Bugün unuttuklarımı, bilmediklerimi de öğreneceğim, telaffuzumu da düzelteceğim.
Ya da birlikte öğreneceğiz, beraberce.
Bütün bu muazzam zenginliklerimiz yıllarca inkar edildi, öğretilmedi, gizlendi.
Bu kadar zenginken, bu kadar çok güzellik varken, bu kadar farklı sesle karşındakine güzellikler, huzur dilemek varken,
Tek sesli
Tek renkli
Tek tınılı
bir yokluğa, bir kuraklığa, bir çöle hapsetmeyeceğiz artık kendimizi.
Düşünün, bir bahçenin rengarenk çiçeklerini tek bir renge boyuyorsunuz ne kadar çirkin olur.
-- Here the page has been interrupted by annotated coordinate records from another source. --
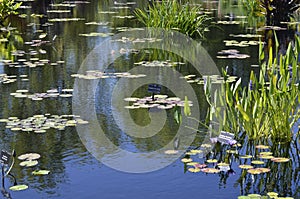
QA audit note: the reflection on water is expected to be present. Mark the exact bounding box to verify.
[0,0,299,199]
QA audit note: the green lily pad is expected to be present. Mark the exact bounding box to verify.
[32,170,50,175]
[188,168,201,173]
[201,168,221,173]
[206,159,218,163]
[9,184,28,191]
[165,149,178,155]
[271,157,290,163]
[18,153,41,160]
[20,160,39,167]
[239,164,253,169]
[251,160,265,164]
[181,158,193,163]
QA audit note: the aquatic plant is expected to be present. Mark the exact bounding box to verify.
[205,36,300,142]
[0,0,22,26]
[135,0,211,38]
[260,0,300,26]
[243,0,300,26]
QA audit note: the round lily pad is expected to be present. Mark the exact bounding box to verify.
[18,153,41,160]
[9,184,28,191]
[181,158,193,163]
[201,168,220,173]
[206,159,218,163]
[251,160,265,164]
[32,170,50,175]
[188,167,201,173]
[20,160,39,167]
[267,192,278,198]
[239,164,253,169]
[194,163,207,169]
[165,149,178,155]
[271,157,290,163]
[185,151,197,155]
[191,149,202,153]
[217,162,229,166]
[255,145,269,149]
[186,162,199,166]
[259,151,273,156]
[260,155,274,160]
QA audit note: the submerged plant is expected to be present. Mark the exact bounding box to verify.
[135,0,211,38]
[243,0,300,26]
[0,0,22,26]
[205,36,300,142]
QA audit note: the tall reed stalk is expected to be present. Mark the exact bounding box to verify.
[135,0,211,38]
[205,36,300,142]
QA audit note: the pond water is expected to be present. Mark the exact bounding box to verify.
[0,0,300,199]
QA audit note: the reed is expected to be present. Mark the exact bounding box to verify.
[135,0,212,38]
[205,36,300,142]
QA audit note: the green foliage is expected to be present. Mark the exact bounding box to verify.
[205,36,300,142]
[243,0,300,26]
[0,0,22,26]
[135,0,211,38]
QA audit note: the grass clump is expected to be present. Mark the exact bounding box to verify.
[205,36,300,142]
[135,0,212,38]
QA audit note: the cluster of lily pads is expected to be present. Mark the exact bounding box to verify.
[0,74,17,84]
[124,95,193,109]
[79,32,114,37]
[224,40,261,47]
[111,37,162,43]
[217,49,250,59]
[177,143,290,179]
[71,70,146,80]
[10,88,73,101]
[9,153,50,191]
[181,74,237,85]
[134,60,185,67]
[2,53,65,68]
[0,114,88,133]
[238,192,294,199]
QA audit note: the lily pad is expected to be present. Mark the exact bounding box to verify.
[201,168,220,173]
[165,149,178,155]
[255,145,270,149]
[181,158,193,163]
[20,160,39,167]
[206,159,218,163]
[251,160,265,164]
[239,164,253,169]
[188,168,201,173]
[18,153,41,160]
[271,157,290,163]
[9,184,28,191]
[32,170,50,175]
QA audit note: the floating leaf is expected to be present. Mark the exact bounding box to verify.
[267,192,278,198]
[20,160,38,167]
[201,168,220,173]
[165,149,178,155]
[186,162,199,166]
[255,145,270,149]
[181,158,193,163]
[188,168,201,173]
[271,157,290,163]
[191,149,203,153]
[259,151,273,156]
[239,164,253,169]
[206,159,218,163]
[9,184,28,191]
[18,153,41,160]
[217,162,229,166]
[32,170,50,175]
[251,160,265,164]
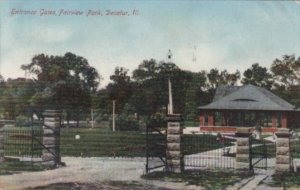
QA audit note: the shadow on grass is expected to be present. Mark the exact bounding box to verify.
[264,172,300,189]
[26,181,168,190]
[142,170,253,189]
[0,158,51,175]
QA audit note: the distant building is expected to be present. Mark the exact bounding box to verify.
[199,85,300,132]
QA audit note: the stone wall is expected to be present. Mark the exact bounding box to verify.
[42,110,61,167]
[0,126,4,162]
[166,114,184,173]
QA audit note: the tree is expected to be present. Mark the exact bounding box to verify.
[271,55,300,108]
[21,53,100,124]
[271,55,300,89]
[207,68,241,89]
[242,63,273,90]
[107,67,132,113]
[0,78,35,119]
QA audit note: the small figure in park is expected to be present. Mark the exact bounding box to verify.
[217,133,224,147]
[255,123,262,139]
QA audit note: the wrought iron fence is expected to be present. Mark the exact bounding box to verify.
[183,134,236,169]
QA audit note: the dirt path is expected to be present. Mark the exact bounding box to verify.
[0,157,145,190]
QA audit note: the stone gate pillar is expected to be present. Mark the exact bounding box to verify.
[275,128,292,172]
[166,114,184,173]
[42,110,61,167]
[0,126,4,162]
[235,128,251,170]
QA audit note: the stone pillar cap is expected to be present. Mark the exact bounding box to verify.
[43,110,62,116]
[167,114,183,122]
[235,127,252,137]
[275,128,292,138]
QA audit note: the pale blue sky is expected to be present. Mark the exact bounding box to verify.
[0,0,300,87]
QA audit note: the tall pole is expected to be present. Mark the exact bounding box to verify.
[168,78,173,114]
[91,108,94,128]
[113,100,116,131]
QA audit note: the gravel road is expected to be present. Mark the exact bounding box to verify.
[0,157,146,190]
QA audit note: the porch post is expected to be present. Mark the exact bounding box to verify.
[235,127,251,170]
[199,112,205,127]
[272,112,277,128]
[0,127,4,163]
[208,112,214,126]
[281,112,287,128]
[166,114,184,173]
[275,128,292,172]
[42,110,61,167]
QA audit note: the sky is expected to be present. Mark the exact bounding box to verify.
[0,0,300,87]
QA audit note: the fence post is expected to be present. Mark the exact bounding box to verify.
[42,110,61,167]
[166,114,184,173]
[275,128,292,172]
[0,126,4,162]
[235,127,251,170]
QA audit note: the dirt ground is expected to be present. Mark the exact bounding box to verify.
[0,157,145,190]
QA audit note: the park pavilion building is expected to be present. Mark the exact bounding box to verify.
[199,84,300,133]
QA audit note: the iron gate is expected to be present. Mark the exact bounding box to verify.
[146,122,167,173]
[183,134,236,170]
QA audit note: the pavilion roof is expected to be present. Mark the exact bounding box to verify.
[199,84,295,111]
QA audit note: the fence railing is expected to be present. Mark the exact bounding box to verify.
[183,134,236,169]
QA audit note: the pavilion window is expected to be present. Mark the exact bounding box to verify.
[214,112,222,126]
[204,112,208,126]
[276,112,282,128]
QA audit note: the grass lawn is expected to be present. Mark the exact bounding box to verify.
[60,128,146,157]
[0,159,49,175]
[142,170,252,189]
[4,128,232,157]
[263,172,300,189]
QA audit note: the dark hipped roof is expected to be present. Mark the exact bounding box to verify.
[199,84,294,111]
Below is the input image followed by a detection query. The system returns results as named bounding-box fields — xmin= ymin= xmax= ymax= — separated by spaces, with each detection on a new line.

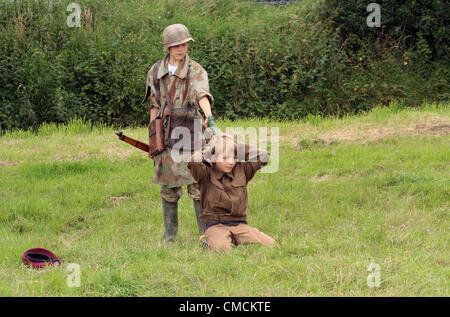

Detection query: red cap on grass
xmin=22 ymin=248 xmax=61 ymax=269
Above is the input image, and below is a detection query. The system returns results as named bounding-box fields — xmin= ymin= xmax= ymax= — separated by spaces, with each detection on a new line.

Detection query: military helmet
xmin=162 ymin=24 xmax=194 ymax=51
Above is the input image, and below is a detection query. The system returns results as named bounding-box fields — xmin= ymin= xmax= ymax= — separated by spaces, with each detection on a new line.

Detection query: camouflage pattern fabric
xmin=146 ymin=54 xmax=214 ymax=188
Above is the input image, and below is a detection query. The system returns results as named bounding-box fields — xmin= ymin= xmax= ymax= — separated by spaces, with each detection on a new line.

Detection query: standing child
xmin=188 ymin=134 xmax=275 ymax=251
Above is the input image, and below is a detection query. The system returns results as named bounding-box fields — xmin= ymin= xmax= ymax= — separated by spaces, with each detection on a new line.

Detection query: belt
xmin=172 ymin=106 xmax=195 ymax=112
xmin=200 ymin=214 xmax=247 ymax=222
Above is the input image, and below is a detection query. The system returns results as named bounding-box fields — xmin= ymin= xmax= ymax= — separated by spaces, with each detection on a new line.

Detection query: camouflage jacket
xmin=143 ymin=54 xmax=214 ymax=188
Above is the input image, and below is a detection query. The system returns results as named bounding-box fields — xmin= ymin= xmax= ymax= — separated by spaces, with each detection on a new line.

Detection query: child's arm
xmin=237 ymin=143 xmax=270 ymax=182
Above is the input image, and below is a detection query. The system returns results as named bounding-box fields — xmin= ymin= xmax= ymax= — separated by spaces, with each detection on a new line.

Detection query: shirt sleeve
xmin=187 ymin=151 xmax=208 ymax=184
xmin=237 ymin=143 xmax=270 ymax=182
xmin=191 ymin=65 xmax=214 ymax=106
xmin=142 ymin=65 xmax=159 ymax=109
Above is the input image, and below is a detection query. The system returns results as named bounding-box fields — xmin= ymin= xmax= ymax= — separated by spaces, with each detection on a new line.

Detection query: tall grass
xmin=0 ymin=0 xmax=448 ymax=130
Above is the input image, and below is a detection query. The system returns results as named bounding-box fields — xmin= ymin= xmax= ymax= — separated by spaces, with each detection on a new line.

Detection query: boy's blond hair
xmin=209 ymin=133 xmax=237 ymax=160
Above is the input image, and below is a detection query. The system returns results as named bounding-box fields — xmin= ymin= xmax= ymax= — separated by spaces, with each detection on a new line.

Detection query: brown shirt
xmin=188 ymin=147 xmax=269 ymax=222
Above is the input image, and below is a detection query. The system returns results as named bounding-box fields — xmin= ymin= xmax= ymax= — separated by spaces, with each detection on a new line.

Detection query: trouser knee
xmin=159 ymin=185 xmax=183 ymax=203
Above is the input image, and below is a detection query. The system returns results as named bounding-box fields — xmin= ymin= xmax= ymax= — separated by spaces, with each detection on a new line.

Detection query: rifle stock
xmin=116 ymin=131 xmax=149 ymax=153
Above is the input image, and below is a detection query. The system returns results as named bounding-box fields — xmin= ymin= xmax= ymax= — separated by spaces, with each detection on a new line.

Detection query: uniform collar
xmin=211 ymin=166 xmax=234 ymax=180
xmin=158 ymin=54 xmax=191 ymax=79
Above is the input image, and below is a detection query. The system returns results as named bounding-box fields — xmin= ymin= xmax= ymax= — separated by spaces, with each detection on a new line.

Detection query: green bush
xmin=0 ymin=0 xmax=448 ymax=130
xmin=320 ymin=0 xmax=450 ymax=61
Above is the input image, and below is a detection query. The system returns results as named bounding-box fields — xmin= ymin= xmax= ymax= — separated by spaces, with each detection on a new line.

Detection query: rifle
xmin=116 ymin=131 xmax=149 ymax=153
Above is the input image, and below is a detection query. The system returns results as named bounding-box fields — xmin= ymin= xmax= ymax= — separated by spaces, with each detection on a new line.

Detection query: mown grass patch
xmin=0 ymin=104 xmax=450 ymax=296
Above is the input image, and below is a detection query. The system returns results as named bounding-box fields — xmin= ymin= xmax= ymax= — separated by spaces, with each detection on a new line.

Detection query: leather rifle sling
xmin=163 ymin=74 xmax=178 ymax=144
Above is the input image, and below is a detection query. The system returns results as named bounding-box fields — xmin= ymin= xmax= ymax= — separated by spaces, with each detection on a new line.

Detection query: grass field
xmin=0 ymin=103 xmax=450 ymax=296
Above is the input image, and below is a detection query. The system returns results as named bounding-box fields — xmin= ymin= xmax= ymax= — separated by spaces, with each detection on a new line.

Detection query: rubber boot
xmin=162 ymin=198 xmax=178 ymax=242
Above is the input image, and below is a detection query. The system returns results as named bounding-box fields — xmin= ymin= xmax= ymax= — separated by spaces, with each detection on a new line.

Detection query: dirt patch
xmin=108 ymin=196 xmax=130 ymax=204
xmin=317 ymin=117 xmax=450 ymax=144
xmin=0 ymin=161 xmax=22 ymax=167
xmin=309 ymin=174 xmax=332 ymax=182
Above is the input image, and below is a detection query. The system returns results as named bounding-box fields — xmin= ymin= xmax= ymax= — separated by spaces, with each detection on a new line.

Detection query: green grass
xmin=0 ymin=103 xmax=450 ymax=296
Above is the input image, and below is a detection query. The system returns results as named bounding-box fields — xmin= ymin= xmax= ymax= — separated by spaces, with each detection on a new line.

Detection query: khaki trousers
xmin=205 ymin=223 xmax=275 ymax=251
Düşünün, bir türkünün tüm notalarını siliyor ve tek bir notayla söylüyorsunuz ne kadar sıkıcı olur.
Düşünün, bir senfoninin tüm seslerini siliyorsunuz, saçma bir gürültüye dönüşür.
Ya da bir tablo yapıyorsunuz, tek renk kullanarak – ne anlamsız, ne kötü, ne çirkin.
Bütün renklerimizle var olalım, bütün seslerimizle, bütün farklılıklarımızla.
Biri günaydın derken, diğeri rojbaş desin, şalom aleyhem diyerek hepimizin barış içinde yaşamasını dilersin, merhaba diyelim, benden sana zarar gelmez, ve selam verelim birbirimize.
Hayatı beraberce kuralım.
Çünkü, hayat beraberce güzel.
Hayat, sadece beraberce güzel.
Ve beraberce örgütlersek hayatı, her şey gerçekten de çok güzel olabilir.”
FARKLI MÜZİK KÜLTÜRLERİ BULUŞTU
Etkinlik, derneğin kendi deyimiyle “farklı coğrafyalardan sanatı belleğimize işli isimlerin konserleri” ile devam etti.
Konserde Suriye, İran, Azerbaycan, Balkan, Afrika, Kafkaslar ve Ortadoğu’dan halkların ezgilerini dillendiren farklı müzik grupları sahne aldı. Her müzik grubunun notalarıyla kendi ülkesinin güzelliklerini yaşattığı konserde zaman zaman kendini ritimlerin akışına bırakan izleyiciler, bu coşkuya dansla eşlik etti. Gecenin ilerleyen saatlerinde insanların yüzünde asılı kalan tebessümle konserde çalan son şarkıyla festival de sona ermiş oldu.